I just increased the number all the way up to 290 and is now working fine.

but my previous question still stands. what are the implications of increasing the number that high? what is this value for?

Edit: take that back. it started again. it only worked for few

Re: host check orphaned

Posted: Tue Mar 10, 2015 2:36 pm
by jolson
Regarding host_check_timeout
This is the maximum number of seconds that Nagios will allow host checks to run. If checks exceed this limit, they are killed and a CRITICAL state is returned and the host will be assumed to be DOWN. A timeout error will also be logged.

There is often widespread confusion as to what this option really does. It is meant to be used as a last ditch mechanism to kill off plugins which are misbehaving and not exiting in a timely manner. It should be set to something high (like 60 seconds or more), so that each host check normally finishes executing within this time limit.
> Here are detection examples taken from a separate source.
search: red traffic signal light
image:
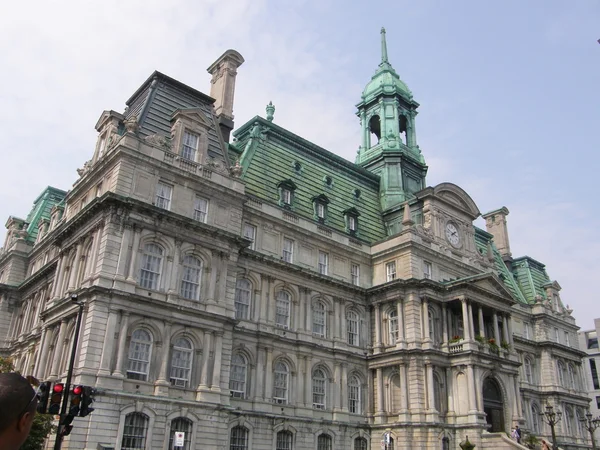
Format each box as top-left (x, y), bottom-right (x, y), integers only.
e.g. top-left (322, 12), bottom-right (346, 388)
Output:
top-left (48, 383), bottom-right (65, 414)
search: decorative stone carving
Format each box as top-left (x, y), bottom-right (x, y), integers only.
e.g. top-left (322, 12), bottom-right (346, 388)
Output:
top-left (124, 116), bottom-right (139, 134)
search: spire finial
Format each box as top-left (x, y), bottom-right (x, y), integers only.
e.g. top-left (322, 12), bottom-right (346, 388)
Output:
top-left (381, 27), bottom-right (388, 63)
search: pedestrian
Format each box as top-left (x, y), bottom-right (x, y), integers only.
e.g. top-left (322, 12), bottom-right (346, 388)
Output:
top-left (0, 372), bottom-right (38, 450)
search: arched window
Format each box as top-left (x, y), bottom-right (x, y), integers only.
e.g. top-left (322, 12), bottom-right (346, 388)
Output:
top-left (235, 278), bottom-right (252, 320)
top-left (313, 302), bottom-right (326, 337)
top-left (171, 338), bottom-right (192, 387)
top-left (556, 361), bottom-right (565, 386)
top-left (275, 291), bottom-right (291, 329)
top-left (317, 434), bottom-right (333, 450)
top-left (121, 412), bottom-right (150, 450)
top-left (354, 438), bottom-right (369, 450)
top-left (273, 361), bottom-right (290, 404)
top-left (169, 417), bottom-right (192, 450)
top-left (388, 310), bottom-right (398, 345)
top-left (229, 425), bottom-right (249, 450)
top-left (346, 311), bottom-right (360, 345)
top-left (275, 431), bottom-right (294, 450)
top-left (567, 363), bottom-right (577, 389)
top-left (140, 244), bottom-right (163, 290)
top-left (229, 353), bottom-right (248, 398)
top-left (127, 328), bottom-right (152, 381)
top-left (181, 255), bottom-right (202, 300)
top-left (348, 375), bottom-right (362, 414)
top-left (312, 369), bottom-right (327, 409)
top-left (524, 358), bottom-right (533, 384)
top-left (531, 403), bottom-right (541, 434)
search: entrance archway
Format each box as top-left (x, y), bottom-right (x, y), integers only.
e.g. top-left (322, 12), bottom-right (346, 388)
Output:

If a host check runs longer than this limit, Nagios will kill it off thinking it is a runaway processes.
http://nagios.sourceforge.net/docs/3_0/configmain.html

Re: host check orphaned

Posted: Tue Mar 10, 2015 2:47 pm
by bosecorp
thanks for the explanation.

but unfortunately, the problem came back.

Re: host check orphaned

Posted: Tue Mar 10, 2015 4:07 pm
by abrist
Are the orphaned host checks only related to hosts that are not responding?
If you manually run the host check from the gearman server, do you get a timeout?